Solana Foundation President Lily Liu said the growing adoption of stablecoins by large corporations is validating blockchain’s evolution into global financial infrastructure, while laying the foundation for AI-powered “machine economies.”
Speaking at Consensus Miami 2026 on Tuesday, Liu pointed to recent announcements involving Meta and Western Union integrating stablecoin payments on Solana as evidence that large companies increasingly view blockchain rails as a practical infrastructure rather than a speculative technology.
“It’s not new,” Liu said, referring to Visa’s decision in 2023 to build stablecoin settlement capabilities on Solana following what he described as an “extensive objective review” of blockchain networks.
“Fast and cheap is a no-brainer for payments,” he said, adding that businesses also need deep liquidity, developers and a broad ecosystem of applications surrounding those payment avenues.
Liu described Western Union’s move to blockchain infrastructure as a particularly significant milestone for the crypto industry. “When I first entered this industry in 2014, Western Union was always the white whale crypto,” he said.

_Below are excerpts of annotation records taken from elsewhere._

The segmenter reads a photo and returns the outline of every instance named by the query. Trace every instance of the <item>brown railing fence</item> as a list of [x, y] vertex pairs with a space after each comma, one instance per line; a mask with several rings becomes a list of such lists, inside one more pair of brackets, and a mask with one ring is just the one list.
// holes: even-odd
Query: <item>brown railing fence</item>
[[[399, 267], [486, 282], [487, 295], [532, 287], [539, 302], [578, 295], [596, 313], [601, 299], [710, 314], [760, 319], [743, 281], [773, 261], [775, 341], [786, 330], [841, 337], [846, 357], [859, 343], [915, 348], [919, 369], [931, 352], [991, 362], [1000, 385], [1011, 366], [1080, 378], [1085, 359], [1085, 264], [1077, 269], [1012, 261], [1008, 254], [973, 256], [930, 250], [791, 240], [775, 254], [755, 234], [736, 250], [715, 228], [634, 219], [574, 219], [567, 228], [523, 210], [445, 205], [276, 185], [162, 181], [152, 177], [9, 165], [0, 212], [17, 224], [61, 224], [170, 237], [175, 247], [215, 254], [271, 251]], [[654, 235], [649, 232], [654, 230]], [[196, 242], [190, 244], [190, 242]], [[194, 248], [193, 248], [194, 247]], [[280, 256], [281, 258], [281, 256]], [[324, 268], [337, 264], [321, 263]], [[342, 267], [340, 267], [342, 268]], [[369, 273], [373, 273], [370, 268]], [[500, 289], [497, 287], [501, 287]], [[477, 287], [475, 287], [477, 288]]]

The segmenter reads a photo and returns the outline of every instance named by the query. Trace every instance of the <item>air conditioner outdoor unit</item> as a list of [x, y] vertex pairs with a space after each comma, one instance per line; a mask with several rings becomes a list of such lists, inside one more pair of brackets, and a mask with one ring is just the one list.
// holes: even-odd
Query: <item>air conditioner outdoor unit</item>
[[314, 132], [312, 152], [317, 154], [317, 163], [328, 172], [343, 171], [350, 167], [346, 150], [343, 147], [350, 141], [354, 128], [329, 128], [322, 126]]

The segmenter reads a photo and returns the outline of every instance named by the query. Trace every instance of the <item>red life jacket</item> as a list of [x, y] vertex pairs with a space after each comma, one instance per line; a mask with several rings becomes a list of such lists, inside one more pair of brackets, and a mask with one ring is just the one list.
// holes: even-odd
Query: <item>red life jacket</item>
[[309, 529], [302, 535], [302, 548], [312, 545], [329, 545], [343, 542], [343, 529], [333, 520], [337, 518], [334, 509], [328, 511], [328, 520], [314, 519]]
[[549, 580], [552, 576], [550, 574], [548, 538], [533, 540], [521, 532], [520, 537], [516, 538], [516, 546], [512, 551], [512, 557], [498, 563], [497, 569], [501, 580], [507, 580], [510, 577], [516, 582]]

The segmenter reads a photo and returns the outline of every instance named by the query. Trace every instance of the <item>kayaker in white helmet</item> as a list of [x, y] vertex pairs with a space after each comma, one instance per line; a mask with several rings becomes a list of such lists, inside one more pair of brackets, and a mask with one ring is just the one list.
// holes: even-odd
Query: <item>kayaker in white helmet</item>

Exploring the intersection of cryptocurrencies and artificial intelligence, Liu argued that blockchain-based payments are especially suited for “agent commerce,” where AI agents autonomously transact with other machines and services.
Traditional online payment systems still rely heavily on credit cards, making micropayments economically impractical due to interchange fees, Liu said. Blockchain rails, on the other hand, enable sub-dollar transactions and real-time payment transmission.
“The vast majority of transactions that occur on the Internet actually have microtransaction value,” Liu said. “You literally can’t process those individual transactions because you have to do them using credit cards.”
Liu also defended Solana’s recent ecosystem interventions following security incidents involving projects like Vault and Drift, saying that preserving industry trust sometimes trumps competitive rivalries within decentralized finance.
Looking ahead, Liu argued that the industry is still underestimating the fundamental role of blockchain. Rather than functioning primarily as widespread technology platforms, he said blockchains are fundamentally “financial rails first and foremost.”
She added that the long-term promise of cryptocurrencies could extend beyond payments to what she called “Internet capital markets,” allowing companies and sovereign entities around the world to access global capital formation more directly.